Des retards dans les livraisons
Contactée, la SNCB a reconnu une augmentation des pannes sur le rail de la province, tout en expliquant que celles-ci faisaient l'objet d'une analyse approfondie. Outre les causes externes liées notamment à des intrusions sur les voies, des vols de câbles ou encore des phénomènes météorologiques exceptionnels, la porte-parole reconnait que «la situation a été compliquée ces derniers temps pour les voyageurs de la province». «Notre matériel est vieillissant et nous faisons face à un retard de la livraison de notre nouveau matériel roulant».
Actuellement, sur les 445 nouvelles voitures à double étage commandées fin 2015, la SNCB dit n'en avoir reçu que 220 du constructeur ferroviaire Alstom. «La livraison des autres voitures - qui devait initialement être pour fin 2021 - a été reportée à fin 2023. Cela signifie que nous devons garder d'anciens trains en service plus longtemps que prévu, et ces anciens trains sont plus touchés par les pannes. Les nouveaux trains font face à moins de problèmes techniques que les trains plus anciens».

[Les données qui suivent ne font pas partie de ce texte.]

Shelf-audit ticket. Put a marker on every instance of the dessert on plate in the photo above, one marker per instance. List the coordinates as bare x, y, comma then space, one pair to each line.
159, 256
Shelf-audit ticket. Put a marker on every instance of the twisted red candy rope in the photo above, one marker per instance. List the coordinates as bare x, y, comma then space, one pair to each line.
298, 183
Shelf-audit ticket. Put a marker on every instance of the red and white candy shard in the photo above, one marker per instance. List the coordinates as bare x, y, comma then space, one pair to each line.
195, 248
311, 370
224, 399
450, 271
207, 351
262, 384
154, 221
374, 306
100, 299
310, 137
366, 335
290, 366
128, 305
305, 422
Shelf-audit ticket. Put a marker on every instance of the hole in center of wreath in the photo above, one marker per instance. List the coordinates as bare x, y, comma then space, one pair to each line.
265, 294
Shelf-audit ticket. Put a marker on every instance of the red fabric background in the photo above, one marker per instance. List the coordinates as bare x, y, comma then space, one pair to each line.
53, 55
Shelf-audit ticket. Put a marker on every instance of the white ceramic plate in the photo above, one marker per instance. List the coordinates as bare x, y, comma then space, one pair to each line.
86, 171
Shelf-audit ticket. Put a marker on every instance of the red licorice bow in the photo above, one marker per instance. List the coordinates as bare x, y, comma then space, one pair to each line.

Davantage de rames en... 2026 !
Par ailleurs, on apprend qu'en 2026, des rames supplémentaires devraient également arriver, en plus de celles déjà commandées en 2015. Il faudra donc se montrer patient.
Enfin, concernant le manque de personnel, la SNCB n'a pu que confirmer ce déficit important. «Il est difficile pour nous de trouver des techniciens qualifiés pour effectuer les réparations sur notre matériel roulant. Dans la province de Luxembourg, le recrutement n'est en effet pas le plus aisé en raison des distances à parcourir, mais aussi de la pression salariale avec la proximité du Grand-Duché», estime la porte-parole.
L'objectif est pourtant ambitieux: en 2022, la SNCB souhaitait recruter 1.300 personnes. «L'objectif a été atteint. Et nous avons aussi décidé de recruter 300 effectifs complémentaires pour pouvoir assurer notre plan de transport. Pour l'an prochain, nous allons continuer le recrutement massif et organiser de nouvelles campagnes de recrutement. Principalement dans les fonctions opérationnelles.»